Object statement
Flute, six keyed, boxwood / ivory / silver and case made by John Hale, London, England, 1785-1804
This flute is important in showing the early development of multiple keys that were added to the instrument during the late 18th and early 19th centuries and the progression from the single key to six keys. The addition of the C and C# keys to the foot joint of the flute has been seen as particularly common in England during the 1780s and 1790s rather than in the rest of Europe (Solum, 1992, p.61). Instead of adding keys to provide alternative fingerings or correct existing intonation problems, as the four key flute used, these two new keys expanded the range of the instrument and broadened the options available for its use. The new keys were an innovative feature of the design and construction of the flute in its evolution towards the widely used eight key instruments favoured during the early decades of the nineteenth century.
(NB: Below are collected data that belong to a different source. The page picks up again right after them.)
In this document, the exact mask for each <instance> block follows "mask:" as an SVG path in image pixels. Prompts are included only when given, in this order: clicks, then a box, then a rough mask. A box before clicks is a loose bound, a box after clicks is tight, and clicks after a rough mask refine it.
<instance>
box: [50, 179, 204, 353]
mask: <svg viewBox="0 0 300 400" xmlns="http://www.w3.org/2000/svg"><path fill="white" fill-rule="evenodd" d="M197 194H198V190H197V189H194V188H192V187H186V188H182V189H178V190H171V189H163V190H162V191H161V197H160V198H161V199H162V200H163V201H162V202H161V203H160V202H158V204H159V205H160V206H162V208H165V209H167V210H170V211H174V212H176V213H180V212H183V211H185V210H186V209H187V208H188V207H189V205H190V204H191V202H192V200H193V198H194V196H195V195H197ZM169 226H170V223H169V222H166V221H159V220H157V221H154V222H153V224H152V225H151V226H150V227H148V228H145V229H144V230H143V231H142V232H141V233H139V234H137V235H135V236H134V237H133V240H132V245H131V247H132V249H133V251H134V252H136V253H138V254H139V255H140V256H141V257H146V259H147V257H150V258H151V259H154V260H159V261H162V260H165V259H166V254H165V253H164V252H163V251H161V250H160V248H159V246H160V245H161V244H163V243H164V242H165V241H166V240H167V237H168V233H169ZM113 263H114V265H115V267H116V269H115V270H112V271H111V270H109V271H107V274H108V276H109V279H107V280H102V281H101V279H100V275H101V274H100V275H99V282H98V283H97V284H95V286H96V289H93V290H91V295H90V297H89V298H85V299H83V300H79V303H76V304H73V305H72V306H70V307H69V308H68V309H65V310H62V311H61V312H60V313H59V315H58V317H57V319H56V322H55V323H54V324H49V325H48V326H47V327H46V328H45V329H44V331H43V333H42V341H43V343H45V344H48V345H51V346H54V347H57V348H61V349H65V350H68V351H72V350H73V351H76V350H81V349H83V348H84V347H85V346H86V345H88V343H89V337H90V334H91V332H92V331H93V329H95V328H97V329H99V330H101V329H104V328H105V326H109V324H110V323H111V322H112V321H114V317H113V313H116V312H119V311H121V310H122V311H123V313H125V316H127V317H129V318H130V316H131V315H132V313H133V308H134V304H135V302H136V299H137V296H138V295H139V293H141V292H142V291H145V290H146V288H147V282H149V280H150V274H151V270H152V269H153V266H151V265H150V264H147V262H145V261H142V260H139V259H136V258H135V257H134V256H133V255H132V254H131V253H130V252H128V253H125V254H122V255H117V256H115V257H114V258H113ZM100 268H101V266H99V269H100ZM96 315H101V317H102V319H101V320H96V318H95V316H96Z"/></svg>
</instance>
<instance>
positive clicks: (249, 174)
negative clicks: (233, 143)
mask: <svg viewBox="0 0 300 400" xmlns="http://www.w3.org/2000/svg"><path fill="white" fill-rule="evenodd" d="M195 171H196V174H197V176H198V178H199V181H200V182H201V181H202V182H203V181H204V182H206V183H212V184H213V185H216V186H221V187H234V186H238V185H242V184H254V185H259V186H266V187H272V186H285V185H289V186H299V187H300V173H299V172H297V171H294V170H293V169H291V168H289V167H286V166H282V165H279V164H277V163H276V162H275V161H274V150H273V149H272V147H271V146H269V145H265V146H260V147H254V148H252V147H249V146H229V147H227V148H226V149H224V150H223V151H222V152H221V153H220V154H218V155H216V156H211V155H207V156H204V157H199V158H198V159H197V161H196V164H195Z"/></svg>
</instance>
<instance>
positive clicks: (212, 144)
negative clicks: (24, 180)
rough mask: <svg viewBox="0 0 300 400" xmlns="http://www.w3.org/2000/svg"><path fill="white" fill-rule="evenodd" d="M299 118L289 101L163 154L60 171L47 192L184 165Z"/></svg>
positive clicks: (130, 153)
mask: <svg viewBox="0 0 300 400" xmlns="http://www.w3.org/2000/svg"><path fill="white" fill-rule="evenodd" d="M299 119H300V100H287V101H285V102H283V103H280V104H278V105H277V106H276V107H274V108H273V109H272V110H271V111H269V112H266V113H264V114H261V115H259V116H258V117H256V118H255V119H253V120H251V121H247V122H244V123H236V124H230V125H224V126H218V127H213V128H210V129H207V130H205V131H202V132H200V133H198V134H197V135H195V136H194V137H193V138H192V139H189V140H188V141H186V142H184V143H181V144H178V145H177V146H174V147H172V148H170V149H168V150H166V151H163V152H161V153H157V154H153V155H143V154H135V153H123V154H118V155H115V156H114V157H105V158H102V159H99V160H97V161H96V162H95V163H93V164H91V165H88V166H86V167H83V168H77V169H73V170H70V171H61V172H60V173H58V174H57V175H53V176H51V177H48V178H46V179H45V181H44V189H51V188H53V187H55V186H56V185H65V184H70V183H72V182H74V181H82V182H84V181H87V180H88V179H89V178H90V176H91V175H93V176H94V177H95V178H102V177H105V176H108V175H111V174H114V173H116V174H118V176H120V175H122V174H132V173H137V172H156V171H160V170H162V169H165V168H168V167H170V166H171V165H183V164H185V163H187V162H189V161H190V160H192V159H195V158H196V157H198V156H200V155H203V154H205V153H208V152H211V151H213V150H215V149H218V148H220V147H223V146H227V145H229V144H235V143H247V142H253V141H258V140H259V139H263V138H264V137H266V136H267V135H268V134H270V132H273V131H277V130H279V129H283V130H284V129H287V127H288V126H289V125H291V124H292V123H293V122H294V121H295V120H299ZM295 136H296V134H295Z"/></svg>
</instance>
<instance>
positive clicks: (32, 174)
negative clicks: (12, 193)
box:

This flute is also significant as it is the only flute in the collection to have the corps de rechanges or set of 3 joints of different lengths that allowed a variety of pitches to be played. This feature is important in describing the evolution of pitch to the standard known today and is an indication of the variety of pitches musicians had to adapt to depending on where and with what instruments they were playing.
Further Reading:
Phillip Bate, The Flute (Ernest Benn Ltd, London, 1975)
Dr Danielle Eden & Michael Lea; Â?The Powerhouse Museum Flute Collection: Multiple Key Flutes of Less Than Eight KeysÂ? in Flute Focus, Issue 16, October 2008, pp.31-33.
Ardal Powell; The Flute, (Yale University Press, USA, 2002)
John Solum, The Early Flute, (Oxford University Press, Oxford, England, 1992)
William Waterhouse; The New Langwill Index - a dictionary of musical wind-instruments makers and inventors (Tony Bingham, London, 1993).
Michael Lea
Curator, music & musical instruments.
February 2012.
John Hale worked in London from about 1785 until about 1804. He had previously worked with Thomas Collier who was active from the 1750s until 1785.
This flute was donated to the Museum as part of a collection of flutes owned by Mr Leslie Barklamb, with the assistance of Linda Vogt.